[OSM-talk] Things People Say
Frederik Ramm
frederik at remote.org
Fri Dec 30 14:23:10 GMT 2011
Hi,
On 12/30/11 11:26, Kai Krueger wrote:
> There is a second aspect to this too though, motivation. If every time
> someone suggests some improvements into the consumer side of things, they
> get shot down by the "oldtimers" and other people who decide what happens in
> the project, because they want to stay as geeky as possible and not adapt to
> becoming more consumer oriented, then the motivation to code any feature in
> that direction is close to zero.
There's a lot of untrue statements in that long sentence, but I would
like to concentrate on the overall untrue-ness:
"If <OSM doesn't want to be what I would like it to be> then <the
motivation to code ... is close to zero>."
This couldn't be more wrong. If *I* had a great idea for a map platform,
and I suggested that to OSM, and those grey-haired conservative OSM
oldtimer geek bastards said "no thanks we'd rather remain small and
unknown", then of course the first thing I would do is set it up myself,
attract all the consumers to *my* site and then smile at OSM when for
every 1000 visitors they get, I get a million!

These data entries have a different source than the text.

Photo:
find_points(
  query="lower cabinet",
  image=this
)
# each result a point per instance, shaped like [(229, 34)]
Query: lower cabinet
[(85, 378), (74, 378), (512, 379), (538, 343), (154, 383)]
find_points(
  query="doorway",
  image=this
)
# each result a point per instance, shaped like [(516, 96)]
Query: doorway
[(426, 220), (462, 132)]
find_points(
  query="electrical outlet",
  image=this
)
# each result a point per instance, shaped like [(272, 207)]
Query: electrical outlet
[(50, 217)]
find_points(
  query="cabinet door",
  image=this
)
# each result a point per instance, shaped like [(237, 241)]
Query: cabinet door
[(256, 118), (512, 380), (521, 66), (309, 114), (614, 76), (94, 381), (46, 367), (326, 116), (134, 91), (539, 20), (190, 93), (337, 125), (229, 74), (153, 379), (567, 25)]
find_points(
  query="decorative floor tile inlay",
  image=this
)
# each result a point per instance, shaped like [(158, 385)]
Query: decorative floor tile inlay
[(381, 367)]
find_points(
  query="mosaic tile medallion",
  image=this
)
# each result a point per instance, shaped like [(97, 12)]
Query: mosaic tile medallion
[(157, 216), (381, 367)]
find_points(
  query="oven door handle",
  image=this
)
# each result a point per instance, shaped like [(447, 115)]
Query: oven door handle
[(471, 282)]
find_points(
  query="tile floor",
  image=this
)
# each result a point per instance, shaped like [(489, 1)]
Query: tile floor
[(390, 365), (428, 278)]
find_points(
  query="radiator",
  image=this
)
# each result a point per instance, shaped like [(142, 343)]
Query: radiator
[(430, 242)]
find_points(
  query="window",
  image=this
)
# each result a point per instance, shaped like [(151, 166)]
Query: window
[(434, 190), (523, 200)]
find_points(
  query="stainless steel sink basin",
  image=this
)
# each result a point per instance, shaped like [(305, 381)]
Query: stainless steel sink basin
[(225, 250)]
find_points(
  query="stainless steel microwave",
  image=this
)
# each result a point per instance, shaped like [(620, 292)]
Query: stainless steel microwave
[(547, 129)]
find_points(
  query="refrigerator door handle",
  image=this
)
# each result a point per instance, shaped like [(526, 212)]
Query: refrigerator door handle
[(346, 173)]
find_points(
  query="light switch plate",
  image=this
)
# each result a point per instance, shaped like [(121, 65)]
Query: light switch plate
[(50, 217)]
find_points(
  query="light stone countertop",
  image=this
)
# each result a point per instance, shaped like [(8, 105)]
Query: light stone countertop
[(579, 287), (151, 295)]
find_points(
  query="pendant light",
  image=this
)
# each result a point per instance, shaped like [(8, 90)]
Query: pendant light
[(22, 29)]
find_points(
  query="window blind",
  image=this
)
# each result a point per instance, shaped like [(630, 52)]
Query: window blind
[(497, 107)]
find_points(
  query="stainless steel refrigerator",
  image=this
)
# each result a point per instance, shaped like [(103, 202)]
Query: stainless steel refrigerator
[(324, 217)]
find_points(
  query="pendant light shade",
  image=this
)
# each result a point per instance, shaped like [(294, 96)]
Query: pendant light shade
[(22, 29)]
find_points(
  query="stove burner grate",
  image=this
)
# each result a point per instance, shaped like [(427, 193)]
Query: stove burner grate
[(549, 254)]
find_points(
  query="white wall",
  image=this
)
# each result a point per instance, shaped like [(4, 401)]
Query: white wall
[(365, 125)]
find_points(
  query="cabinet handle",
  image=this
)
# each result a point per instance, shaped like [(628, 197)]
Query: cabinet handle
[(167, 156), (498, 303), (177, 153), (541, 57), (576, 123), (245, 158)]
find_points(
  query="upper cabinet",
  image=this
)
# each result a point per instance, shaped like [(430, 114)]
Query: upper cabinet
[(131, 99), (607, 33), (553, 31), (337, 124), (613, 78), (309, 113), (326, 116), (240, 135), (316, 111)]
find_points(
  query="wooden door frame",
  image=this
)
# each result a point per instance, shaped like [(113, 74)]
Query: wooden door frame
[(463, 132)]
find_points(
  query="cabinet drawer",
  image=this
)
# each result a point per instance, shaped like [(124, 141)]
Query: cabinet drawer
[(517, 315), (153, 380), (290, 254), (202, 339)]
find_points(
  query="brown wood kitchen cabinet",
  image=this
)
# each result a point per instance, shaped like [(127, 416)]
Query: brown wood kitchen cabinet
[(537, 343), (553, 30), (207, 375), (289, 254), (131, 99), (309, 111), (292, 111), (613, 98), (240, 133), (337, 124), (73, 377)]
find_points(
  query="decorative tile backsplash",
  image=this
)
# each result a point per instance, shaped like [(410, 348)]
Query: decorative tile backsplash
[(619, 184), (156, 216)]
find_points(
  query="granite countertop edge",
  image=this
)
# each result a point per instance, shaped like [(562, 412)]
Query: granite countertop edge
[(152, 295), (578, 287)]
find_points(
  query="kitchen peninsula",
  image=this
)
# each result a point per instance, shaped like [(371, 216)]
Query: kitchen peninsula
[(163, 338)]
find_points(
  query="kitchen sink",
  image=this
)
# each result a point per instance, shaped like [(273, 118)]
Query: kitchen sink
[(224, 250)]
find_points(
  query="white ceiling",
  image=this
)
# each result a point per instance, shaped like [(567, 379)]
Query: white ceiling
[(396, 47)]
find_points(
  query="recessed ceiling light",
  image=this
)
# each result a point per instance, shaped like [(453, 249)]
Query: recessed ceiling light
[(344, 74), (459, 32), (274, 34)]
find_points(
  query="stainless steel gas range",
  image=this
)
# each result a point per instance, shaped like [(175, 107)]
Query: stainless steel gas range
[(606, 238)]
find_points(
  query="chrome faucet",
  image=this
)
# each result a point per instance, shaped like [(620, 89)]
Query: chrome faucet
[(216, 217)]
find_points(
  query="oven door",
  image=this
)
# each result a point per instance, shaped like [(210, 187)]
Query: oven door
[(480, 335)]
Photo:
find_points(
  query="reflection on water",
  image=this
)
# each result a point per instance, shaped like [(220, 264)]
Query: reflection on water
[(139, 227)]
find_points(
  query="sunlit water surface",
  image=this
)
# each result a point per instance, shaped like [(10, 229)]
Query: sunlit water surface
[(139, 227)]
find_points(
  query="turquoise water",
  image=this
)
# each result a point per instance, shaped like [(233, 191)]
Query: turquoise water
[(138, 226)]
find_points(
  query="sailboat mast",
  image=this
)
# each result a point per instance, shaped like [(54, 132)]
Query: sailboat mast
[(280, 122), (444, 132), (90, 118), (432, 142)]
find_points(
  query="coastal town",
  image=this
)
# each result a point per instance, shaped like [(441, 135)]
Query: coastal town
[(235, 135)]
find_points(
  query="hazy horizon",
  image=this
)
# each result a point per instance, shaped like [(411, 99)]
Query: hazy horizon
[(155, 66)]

As I said in one of my earlier postings; if you want to make a consumer
map platform based on OSM, what's to stop you? OSM delivers data, you
package it and make a great experience out of it. It doesn't even have
to be you alone, or a MapQuest-like enterprise. Start a project - the
"open cartography project" or the "open map portal" or the "free map
network" or whatever. Gather UI whizkids, cartography buffs, build a
nice consumer-oriented site; team up with naturalearthdata.com... all
this is possible *today*, and is possible *with* (not against!)
OpenStreetMap.
Of course, if your answer to the above is "well people might not have
the resources..." then let me tell you that OSM doesn't have resources
coming out of their ears either; if you have a great idea that you feel
you cannot pull off yourself but you need OSM resources to pull it off,
then we're back at exactly what Simon said - "I would like you to make
my idea happen".
I am absolutely not against anyone packaging OSM into a nice, free,
open, versatile, flexible, consumer-oriented, service-desk-equipped,
all-singing, all-dancing map portal.
I am just against diverting *our* resources which we desperately need to
maintain and edit our data, keep our databases running smoothly, work on
data modeling and tagging and tools to help mappers fix bugs and have a
good data quality, work on licensing and editors and deal with vandalism
and policy and all that, into trying to look like a map portal. Which we
just aren't.
> There is probably not much that can kill motivation to work on a project in
> ones own free time more than getting told your effort isn't wanted and then
> having to fight for getting something included for years...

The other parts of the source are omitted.